冷淡なる薔薇の王子と甘美な誘惑
*


「これは……」

 町を目の前に絶句し、吐息のように呟いたのはグレイスだ。
 林を抜けた山の中腹から見下ろした町は、緑の山々に囲まれた美しい土地に見えた。
 けれども、降りてきてみてどうだろう。
 歩道は草が伸び放題。
 畑もあったであろう場所は、歩道と見分けがつかないほどに荒れ果てている。
 それに、一番に気になるのは……

「なぜ誰もいないのだ」

 かつて歩道だったところは、踏みしめる人の往来がないのだとわかる。
 道沿いに並ぶレンガ造りの家々は、窓も扉も閉めきられていた。

「皆、家の中に引きこもってしまっている。

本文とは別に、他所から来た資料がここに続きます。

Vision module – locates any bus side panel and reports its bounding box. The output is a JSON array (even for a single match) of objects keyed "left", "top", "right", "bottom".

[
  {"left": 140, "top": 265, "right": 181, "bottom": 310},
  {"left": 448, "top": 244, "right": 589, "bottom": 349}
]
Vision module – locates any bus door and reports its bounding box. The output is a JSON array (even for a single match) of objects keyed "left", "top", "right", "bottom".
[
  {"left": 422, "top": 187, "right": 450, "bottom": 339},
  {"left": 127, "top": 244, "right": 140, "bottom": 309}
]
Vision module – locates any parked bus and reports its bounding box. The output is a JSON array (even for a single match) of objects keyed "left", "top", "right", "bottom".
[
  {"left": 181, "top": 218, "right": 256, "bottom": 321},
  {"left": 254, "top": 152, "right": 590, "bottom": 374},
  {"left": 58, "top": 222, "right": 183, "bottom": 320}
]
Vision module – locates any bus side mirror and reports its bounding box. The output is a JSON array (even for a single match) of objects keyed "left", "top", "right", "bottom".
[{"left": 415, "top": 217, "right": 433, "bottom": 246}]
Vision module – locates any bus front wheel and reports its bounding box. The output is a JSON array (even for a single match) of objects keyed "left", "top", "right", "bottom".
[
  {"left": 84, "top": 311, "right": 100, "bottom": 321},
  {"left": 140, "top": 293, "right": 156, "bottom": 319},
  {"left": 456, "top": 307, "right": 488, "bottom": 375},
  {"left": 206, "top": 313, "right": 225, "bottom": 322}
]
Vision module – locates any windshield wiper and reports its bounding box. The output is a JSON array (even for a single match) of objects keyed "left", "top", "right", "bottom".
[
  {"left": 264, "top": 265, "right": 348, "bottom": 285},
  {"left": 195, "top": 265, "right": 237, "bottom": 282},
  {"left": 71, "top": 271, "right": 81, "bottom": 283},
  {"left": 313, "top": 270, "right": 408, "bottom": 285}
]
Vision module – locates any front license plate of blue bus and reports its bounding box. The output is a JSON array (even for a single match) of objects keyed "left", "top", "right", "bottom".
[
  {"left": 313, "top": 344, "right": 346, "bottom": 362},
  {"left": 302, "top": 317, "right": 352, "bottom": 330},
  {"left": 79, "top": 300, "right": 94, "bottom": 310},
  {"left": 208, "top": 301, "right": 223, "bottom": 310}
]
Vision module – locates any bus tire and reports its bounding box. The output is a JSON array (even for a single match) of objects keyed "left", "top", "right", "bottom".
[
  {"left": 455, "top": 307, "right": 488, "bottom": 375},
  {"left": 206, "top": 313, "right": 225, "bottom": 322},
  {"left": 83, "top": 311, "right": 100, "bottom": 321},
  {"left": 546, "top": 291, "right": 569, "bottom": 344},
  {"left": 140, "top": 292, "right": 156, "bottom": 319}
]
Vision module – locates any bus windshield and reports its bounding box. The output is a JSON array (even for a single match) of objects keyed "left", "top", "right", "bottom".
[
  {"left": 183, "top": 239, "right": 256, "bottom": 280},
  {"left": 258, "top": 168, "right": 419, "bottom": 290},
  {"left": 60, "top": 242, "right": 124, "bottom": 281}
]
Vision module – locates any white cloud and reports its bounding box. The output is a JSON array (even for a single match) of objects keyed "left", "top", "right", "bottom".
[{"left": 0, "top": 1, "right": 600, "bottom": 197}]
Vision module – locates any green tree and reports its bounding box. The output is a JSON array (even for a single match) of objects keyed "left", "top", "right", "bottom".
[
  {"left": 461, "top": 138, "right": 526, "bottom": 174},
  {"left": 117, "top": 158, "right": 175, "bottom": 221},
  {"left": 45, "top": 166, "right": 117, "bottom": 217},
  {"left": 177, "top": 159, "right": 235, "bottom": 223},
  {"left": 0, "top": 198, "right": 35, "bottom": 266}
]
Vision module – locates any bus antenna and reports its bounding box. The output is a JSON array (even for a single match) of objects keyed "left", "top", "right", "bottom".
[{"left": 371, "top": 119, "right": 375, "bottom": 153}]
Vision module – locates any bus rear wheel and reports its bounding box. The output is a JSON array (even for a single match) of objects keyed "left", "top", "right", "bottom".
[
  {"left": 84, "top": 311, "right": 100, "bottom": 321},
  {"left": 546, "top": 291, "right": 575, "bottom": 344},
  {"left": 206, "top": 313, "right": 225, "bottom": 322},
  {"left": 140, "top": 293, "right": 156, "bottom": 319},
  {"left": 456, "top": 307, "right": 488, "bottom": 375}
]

今日は特に忍びで来ているからな。
 前に物資を運んで来た時は、荷馬車が進めないほど物乞いの人でごった返していた」

 少し前からヴィエンツェ国はこのような状態だったのだ。
 高い税を払おうにも、働く気力を養うための食糧がない。
 誰も働けないから、さらに食糧難が加速する。
 これが、傲慢な王政の下にある国の成れの果てだ。

 沈痛な面持ちのダウリスに率いられ、向かうのは町の奥にある城。
 この情勢を知ってもなお、ヴィエンツェの国王様は王政を正そうとはしていないのだろうか。
 沸き立つ苛立ちは、今日ここへ来た四人ともが共通して思っていることだろう。